Disamping menunjukkan dengan tegas bahwa AS sudah berpihak kepada Capres
tertentu dalam Pemilu Presiden 2014.
Agenda Setting Amerika
Serikat dan sekutunya di Indonesia masuk melalui isu kasus pelanggaran
hak asasi manusia (HAM) “berat” yang ditujukan kepada TNI, khususnya
kepada Prabowo Subianto yang terus bergulir sejak dekade 1980-an. Dan
belakangan tampaknya kasus dugaan pelanggaran hak asasi manusia terhadap
Prabowo Subianto telah menjelma menjadi sebuah ideologi perjuangan bagi
sebagian besar Lembaga Swadaya Masyarakat (LSM) di Indonesia beserta
simpatisannya. Sebagai catatan saja bahwa serangan Non Militer pihak
asing tidak akan berjalan efektif bila tidak ada dukungan dari dalam
negeri. Dukungan para komprador, baik sipil maupun militer.
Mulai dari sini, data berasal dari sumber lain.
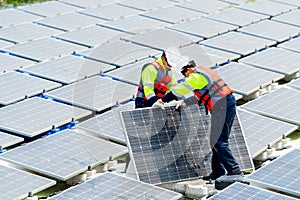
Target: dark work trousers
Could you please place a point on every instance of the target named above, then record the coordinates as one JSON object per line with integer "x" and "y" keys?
{"x": 223, "y": 114}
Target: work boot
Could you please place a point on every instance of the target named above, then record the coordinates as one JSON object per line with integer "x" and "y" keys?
{"x": 212, "y": 176}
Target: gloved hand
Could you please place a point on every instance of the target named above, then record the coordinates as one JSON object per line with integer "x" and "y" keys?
{"x": 179, "y": 103}
{"x": 158, "y": 104}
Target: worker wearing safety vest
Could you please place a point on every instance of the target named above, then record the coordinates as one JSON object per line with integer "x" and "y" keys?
{"x": 211, "y": 91}
{"x": 156, "y": 79}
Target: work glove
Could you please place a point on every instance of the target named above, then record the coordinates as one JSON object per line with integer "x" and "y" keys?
{"x": 158, "y": 104}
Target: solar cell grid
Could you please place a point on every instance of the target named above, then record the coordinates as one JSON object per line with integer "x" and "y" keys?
{"x": 243, "y": 192}
{"x": 16, "y": 86}
{"x": 16, "y": 184}
{"x": 36, "y": 115}
{"x": 113, "y": 186}
{"x": 281, "y": 174}
{"x": 63, "y": 155}
{"x": 168, "y": 145}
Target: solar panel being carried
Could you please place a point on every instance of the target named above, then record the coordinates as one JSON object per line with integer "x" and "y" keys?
{"x": 16, "y": 184}
{"x": 244, "y": 192}
{"x": 36, "y": 115}
{"x": 63, "y": 155}
{"x": 171, "y": 145}
{"x": 282, "y": 104}
{"x": 113, "y": 186}
{"x": 15, "y": 86}
{"x": 96, "y": 93}
{"x": 260, "y": 131}
{"x": 281, "y": 174}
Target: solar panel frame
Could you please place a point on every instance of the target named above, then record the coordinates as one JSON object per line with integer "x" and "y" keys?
{"x": 275, "y": 105}
{"x": 134, "y": 24}
{"x": 237, "y": 17}
{"x": 68, "y": 69}
{"x": 91, "y": 36}
{"x": 259, "y": 131}
{"x": 44, "y": 49}
{"x": 158, "y": 160}
{"x": 15, "y": 86}
{"x": 71, "y": 151}
{"x": 7, "y": 140}
{"x": 69, "y": 21}
{"x": 36, "y": 115}
{"x": 269, "y": 29}
{"x": 243, "y": 191}
{"x": 240, "y": 43}
{"x": 95, "y": 93}
{"x": 274, "y": 59}
{"x": 280, "y": 174}
{"x": 245, "y": 79}
{"x": 11, "y": 63}
{"x": 209, "y": 28}
{"x": 165, "y": 14}
{"x": 26, "y": 32}
{"x": 114, "y": 186}
{"x": 16, "y": 184}
{"x": 107, "y": 125}
{"x": 119, "y": 53}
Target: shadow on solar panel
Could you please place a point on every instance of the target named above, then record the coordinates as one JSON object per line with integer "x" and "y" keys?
{"x": 171, "y": 145}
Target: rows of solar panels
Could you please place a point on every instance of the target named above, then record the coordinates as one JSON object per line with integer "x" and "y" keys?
{"x": 69, "y": 62}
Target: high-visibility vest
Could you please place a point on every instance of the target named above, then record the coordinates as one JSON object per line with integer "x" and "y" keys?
{"x": 161, "y": 83}
{"x": 215, "y": 90}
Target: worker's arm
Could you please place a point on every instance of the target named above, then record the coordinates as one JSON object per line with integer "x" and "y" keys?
{"x": 149, "y": 75}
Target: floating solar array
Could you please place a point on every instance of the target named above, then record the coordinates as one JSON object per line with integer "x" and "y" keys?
{"x": 108, "y": 124}
{"x": 69, "y": 21}
{"x": 267, "y": 7}
{"x": 295, "y": 84}
{"x": 161, "y": 39}
{"x": 169, "y": 145}
{"x": 13, "y": 16}
{"x": 16, "y": 86}
{"x": 271, "y": 30}
{"x": 165, "y": 14}
{"x": 92, "y": 36}
{"x": 96, "y": 93}
{"x": 237, "y": 17}
{"x": 10, "y": 63}
{"x": 292, "y": 45}
{"x": 63, "y": 155}
{"x": 240, "y": 43}
{"x": 113, "y": 186}
{"x": 291, "y": 18}
{"x": 135, "y": 24}
{"x": 119, "y": 53}
{"x": 26, "y": 32}
{"x": 44, "y": 49}
{"x": 49, "y": 9}
{"x": 244, "y": 192}
{"x": 245, "y": 79}
{"x": 7, "y": 140}
{"x": 37, "y": 115}
{"x": 16, "y": 184}
{"x": 209, "y": 28}
{"x": 261, "y": 131}
{"x": 206, "y": 7}
{"x": 68, "y": 69}
{"x": 145, "y": 5}
{"x": 276, "y": 60}
{"x": 281, "y": 174}
{"x": 130, "y": 73}
{"x": 282, "y": 104}
{"x": 110, "y": 12}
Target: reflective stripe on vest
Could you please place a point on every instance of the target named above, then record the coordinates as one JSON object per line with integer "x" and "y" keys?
{"x": 161, "y": 83}
{"x": 215, "y": 90}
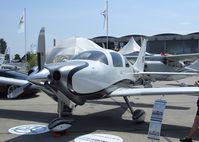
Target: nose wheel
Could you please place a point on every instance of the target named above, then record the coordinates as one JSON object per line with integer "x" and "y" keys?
{"x": 138, "y": 115}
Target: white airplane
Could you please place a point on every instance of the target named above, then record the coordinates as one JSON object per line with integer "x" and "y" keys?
{"x": 177, "y": 66}
{"x": 94, "y": 74}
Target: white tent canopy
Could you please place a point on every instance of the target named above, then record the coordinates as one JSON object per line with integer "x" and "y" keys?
{"x": 70, "y": 47}
{"x": 130, "y": 47}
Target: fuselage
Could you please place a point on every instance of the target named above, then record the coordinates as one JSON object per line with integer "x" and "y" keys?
{"x": 93, "y": 71}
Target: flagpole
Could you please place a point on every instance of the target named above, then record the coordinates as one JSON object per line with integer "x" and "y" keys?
{"x": 107, "y": 24}
{"x": 25, "y": 33}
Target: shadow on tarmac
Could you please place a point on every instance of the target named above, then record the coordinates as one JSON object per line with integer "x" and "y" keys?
{"x": 108, "y": 120}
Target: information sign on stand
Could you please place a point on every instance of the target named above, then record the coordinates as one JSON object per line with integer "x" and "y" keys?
{"x": 156, "y": 120}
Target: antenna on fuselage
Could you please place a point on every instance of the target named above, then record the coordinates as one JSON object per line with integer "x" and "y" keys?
{"x": 41, "y": 56}
{"x": 139, "y": 63}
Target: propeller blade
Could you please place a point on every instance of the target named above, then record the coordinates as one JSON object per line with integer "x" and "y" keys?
{"x": 18, "y": 91}
{"x": 39, "y": 77}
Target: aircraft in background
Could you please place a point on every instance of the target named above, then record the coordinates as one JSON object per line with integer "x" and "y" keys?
{"x": 93, "y": 74}
{"x": 181, "y": 64}
{"x": 4, "y": 65}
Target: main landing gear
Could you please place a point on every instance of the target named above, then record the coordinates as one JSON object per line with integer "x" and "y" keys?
{"x": 59, "y": 126}
{"x": 138, "y": 115}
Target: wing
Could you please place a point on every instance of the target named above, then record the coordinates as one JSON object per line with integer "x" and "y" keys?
{"x": 191, "y": 57}
{"x": 12, "y": 81}
{"x": 154, "y": 91}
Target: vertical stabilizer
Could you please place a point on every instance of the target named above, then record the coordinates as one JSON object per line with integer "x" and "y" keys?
{"x": 139, "y": 63}
{"x": 41, "y": 56}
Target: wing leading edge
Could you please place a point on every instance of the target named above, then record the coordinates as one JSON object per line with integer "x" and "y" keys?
{"x": 155, "y": 91}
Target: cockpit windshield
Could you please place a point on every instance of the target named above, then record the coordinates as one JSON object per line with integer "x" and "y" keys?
{"x": 92, "y": 55}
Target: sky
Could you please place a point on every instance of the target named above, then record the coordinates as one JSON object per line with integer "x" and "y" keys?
{"x": 82, "y": 18}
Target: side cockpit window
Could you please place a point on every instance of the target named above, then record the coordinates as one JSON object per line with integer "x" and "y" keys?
{"x": 92, "y": 55}
{"x": 117, "y": 59}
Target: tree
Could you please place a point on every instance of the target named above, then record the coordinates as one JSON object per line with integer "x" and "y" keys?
{"x": 3, "y": 46}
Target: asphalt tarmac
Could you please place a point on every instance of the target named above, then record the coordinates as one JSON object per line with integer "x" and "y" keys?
{"x": 106, "y": 116}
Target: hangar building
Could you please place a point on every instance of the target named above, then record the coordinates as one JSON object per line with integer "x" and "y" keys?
{"x": 161, "y": 43}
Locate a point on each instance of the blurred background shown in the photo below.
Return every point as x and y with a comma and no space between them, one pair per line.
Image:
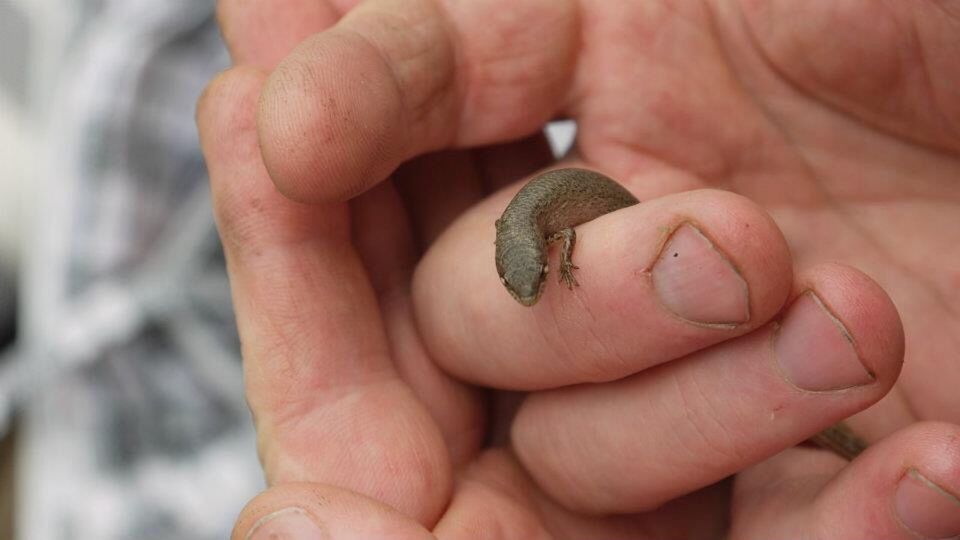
121,405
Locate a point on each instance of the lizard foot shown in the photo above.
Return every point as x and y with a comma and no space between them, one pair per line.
566,274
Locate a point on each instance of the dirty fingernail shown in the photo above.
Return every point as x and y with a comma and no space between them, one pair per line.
697,282
927,509
289,523
815,351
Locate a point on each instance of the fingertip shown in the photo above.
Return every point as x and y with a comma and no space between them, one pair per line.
225,112
905,486
867,314
262,33
331,119
304,510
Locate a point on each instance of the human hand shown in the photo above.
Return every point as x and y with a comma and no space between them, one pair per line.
667,100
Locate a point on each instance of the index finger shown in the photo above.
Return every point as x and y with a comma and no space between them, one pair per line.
398,78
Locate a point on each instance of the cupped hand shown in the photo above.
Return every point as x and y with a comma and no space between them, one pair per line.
704,353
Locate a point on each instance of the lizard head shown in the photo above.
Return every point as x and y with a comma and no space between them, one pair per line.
525,285
522,265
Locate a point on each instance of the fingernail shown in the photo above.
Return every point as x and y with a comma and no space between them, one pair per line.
927,509
815,351
289,524
694,280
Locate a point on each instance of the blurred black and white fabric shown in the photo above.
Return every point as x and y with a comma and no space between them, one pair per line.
124,378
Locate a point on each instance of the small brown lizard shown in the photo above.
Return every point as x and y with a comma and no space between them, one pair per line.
546,210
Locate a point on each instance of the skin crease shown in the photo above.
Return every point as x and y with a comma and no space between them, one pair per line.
839,118
545,206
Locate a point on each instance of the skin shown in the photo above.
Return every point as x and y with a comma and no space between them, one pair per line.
546,209
830,117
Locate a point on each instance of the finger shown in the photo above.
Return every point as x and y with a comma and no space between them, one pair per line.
260,33
658,281
495,496
905,56
691,422
438,187
304,511
316,362
385,244
905,487
399,78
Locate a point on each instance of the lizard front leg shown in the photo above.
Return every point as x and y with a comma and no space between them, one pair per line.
569,237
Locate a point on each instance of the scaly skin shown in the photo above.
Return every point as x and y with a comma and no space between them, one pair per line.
546,210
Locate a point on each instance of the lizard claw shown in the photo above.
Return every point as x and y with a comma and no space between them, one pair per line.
567,277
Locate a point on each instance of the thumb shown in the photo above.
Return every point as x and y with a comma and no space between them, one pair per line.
305,511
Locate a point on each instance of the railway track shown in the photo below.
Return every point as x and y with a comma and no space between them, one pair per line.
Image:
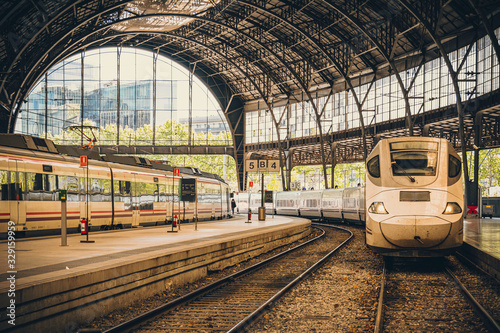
233,303
426,296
Seperti kita ketahui bersama bahwa agenda setting
yang digulirkan AS dan Sekutunya terhadap Indonesia adalah sebuah
bentuk skema Perang Non Militer: Pertama, serangan udara berupa bom-bom
isu demokrasi, hak azasi manusia, lingkungan, profesionalisme, sara,
sampai sanksi embargo dengan target sasaran menghancurkan sistem
ipoleksosbudmil. Kedua, serangan darat pasukan elit “komprador” yang
terdiri dari intelektual dan politisi – baik sipil maupun militer –
untuk memformat ulang sistem ipoleksosbudmil Indonesia dengan sistem
baru yang di set up sesuai dengan kepentingan pembuat agenda.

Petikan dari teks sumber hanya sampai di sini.